Other operating income for the quarter includes the proceeds from brand divestments as mandated by various competition authorities pertaining to the Ranbaxy acquisition. Net profit for the quarter was adversely impacted by the above mentioned one-time items as well as exceptional charges of Rs 685 crores. These exceptional charges relate to impairment of fixed assets and goodwill and other related costs and have arisen on account of integration and optimisation measures. As a result, the net profit for the quarter was at Rs 479 crores.

The board has recommended payment of a dividend of Rs 3.0 per equity share of face value Re 1 each (300% of face value) for the year ended March 31, 2015, subject to approval of members.

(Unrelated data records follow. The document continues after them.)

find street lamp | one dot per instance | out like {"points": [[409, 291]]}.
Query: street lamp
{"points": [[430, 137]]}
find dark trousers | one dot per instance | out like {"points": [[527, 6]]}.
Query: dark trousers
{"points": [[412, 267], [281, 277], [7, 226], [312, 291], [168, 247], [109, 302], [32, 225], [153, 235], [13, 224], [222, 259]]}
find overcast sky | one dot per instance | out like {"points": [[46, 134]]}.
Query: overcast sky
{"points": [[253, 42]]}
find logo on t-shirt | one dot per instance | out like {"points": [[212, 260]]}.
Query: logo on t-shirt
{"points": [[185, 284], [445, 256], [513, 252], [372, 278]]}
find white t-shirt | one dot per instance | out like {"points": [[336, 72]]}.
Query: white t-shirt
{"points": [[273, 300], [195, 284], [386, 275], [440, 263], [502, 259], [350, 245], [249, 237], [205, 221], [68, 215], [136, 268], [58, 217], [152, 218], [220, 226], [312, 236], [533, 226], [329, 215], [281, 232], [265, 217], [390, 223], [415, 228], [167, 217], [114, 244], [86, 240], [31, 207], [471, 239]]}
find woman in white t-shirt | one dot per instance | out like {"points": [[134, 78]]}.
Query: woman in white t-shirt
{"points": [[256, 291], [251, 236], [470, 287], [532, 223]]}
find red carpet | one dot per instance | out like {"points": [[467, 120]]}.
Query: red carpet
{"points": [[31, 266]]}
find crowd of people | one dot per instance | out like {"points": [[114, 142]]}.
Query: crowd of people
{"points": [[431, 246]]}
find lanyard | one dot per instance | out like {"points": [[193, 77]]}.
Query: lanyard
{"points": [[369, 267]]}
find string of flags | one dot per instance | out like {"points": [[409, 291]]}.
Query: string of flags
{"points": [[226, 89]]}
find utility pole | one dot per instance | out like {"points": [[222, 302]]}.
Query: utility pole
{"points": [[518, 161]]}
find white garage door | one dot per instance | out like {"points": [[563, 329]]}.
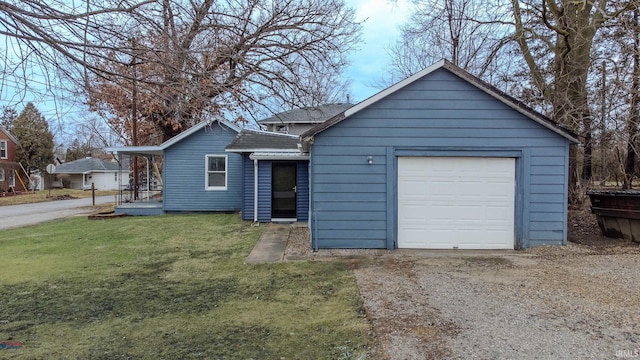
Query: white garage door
{"points": [[456, 203]]}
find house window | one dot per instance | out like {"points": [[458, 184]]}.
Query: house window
{"points": [[216, 172]]}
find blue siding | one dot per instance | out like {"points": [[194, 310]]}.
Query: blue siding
{"points": [[264, 191], [248, 196], [302, 184], [354, 204], [184, 173]]}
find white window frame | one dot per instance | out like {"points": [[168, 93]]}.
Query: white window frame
{"points": [[4, 146], [206, 172]]}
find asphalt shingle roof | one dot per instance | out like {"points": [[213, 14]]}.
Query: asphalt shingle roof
{"points": [[85, 165], [251, 140], [307, 115]]}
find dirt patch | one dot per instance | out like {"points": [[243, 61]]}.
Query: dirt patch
{"points": [[63, 197]]}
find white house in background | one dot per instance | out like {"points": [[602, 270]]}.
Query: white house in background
{"points": [[103, 174]]}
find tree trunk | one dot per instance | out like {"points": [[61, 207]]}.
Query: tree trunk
{"points": [[632, 123]]}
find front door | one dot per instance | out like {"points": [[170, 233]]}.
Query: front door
{"points": [[283, 191]]}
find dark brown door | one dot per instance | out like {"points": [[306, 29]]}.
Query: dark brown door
{"points": [[283, 190]]}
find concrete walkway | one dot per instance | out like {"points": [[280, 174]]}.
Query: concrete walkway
{"points": [[271, 245]]}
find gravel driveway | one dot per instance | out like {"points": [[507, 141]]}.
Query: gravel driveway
{"points": [[561, 304], [581, 301]]}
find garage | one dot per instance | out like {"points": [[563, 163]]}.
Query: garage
{"points": [[456, 202]]}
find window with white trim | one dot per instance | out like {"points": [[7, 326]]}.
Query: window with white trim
{"points": [[216, 172], [3, 149]]}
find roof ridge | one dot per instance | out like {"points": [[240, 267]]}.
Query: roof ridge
{"points": [[271, 133]]}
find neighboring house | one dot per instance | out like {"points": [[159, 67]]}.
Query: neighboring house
{"points": [[439, 160], [81, 173], [298, 121], [12, 176]]}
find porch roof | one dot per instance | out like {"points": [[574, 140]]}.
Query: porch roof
{"points": [[263, 141]]}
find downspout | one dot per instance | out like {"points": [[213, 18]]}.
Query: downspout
{"points": [[255, 190]]}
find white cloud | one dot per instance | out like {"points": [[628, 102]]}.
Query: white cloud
{"points": [[380, 29]]}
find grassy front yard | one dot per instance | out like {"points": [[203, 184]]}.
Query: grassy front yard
{"points": [[170, 287]]}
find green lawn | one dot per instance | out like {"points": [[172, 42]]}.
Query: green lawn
{"points": [[170, 287]]}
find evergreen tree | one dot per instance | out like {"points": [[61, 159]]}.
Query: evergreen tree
{"points": [[35, 150]]}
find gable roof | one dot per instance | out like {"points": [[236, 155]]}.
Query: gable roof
{"points": [[260, 141], [8, 134], [475, 81], [86, 165], [307, 115], [158, 149]]}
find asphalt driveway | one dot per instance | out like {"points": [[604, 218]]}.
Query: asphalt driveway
{"points": [[28, 214]]}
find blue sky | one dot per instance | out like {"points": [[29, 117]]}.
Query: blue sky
{"points": [[380, 29]]}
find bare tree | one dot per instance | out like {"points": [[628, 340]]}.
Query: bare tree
{"points": [[184, 58], [469, 33], [556, 40], [187, 60]]}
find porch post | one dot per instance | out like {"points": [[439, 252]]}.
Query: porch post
{"points": [[255, 190]]}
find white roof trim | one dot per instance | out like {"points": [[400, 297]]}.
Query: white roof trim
{"points": [[142, 150], [280, 151], [393, 88], [278, 155], [158, 150], [197, 128], [272, 133]]}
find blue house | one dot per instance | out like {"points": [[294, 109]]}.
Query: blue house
{"points": [[440, 160]]}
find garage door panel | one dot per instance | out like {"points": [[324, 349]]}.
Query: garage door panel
{"points": [[465, 203]]}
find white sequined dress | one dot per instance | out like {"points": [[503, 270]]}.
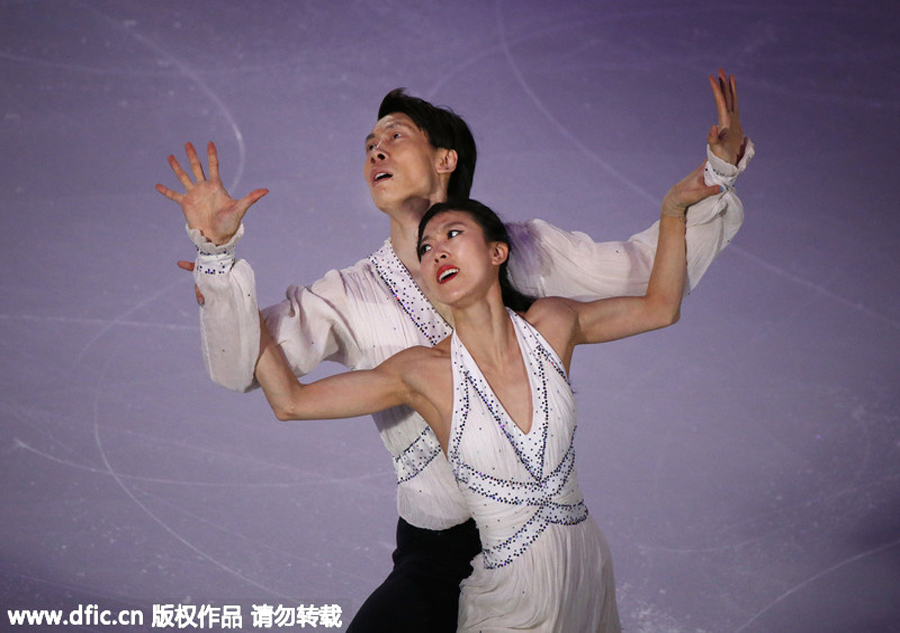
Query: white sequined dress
{"points": [[545, 565]]}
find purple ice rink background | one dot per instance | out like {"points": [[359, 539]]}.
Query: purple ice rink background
{"points": [[744, 465]]}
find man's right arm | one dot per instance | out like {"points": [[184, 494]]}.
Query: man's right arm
{"points": [[309, 324]]}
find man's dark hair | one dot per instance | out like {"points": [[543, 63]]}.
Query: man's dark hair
{"points": [[494, 231], [444, 128]]}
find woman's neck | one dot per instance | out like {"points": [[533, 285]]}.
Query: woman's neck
{"points": [[486, 330]]}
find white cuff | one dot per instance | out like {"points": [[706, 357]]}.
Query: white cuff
{"points": [[213, 259]]}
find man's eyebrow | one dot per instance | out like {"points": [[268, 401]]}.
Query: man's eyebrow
{"points": [[389, 126]]}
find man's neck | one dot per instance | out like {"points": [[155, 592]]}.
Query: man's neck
{"points": [[404, 241]]}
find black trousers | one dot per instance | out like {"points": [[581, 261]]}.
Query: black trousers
{"points": [[421, 594]]}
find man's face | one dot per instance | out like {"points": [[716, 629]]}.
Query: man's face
{"points": [[401, 166]]}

Dilip Shanghvi, Managing Director, Sun Pharmaceuticals Industries said, “Our performance for the quarter has been impacted by certain one-time and exceptional charges which will drive synergies and overall profitability improvement in the long-term. Nonetheless, we continue to invest significantly in R&D and in building critical talent for enhancing our specialty and complex generics pipeline. As a part of this initiative, we have strengthened our ophthalmology and OTC teams in the US as well as formed a dedicated team for MK-3222, our IL-23 anti-body which is currently undergoing phase-III clinical trials.”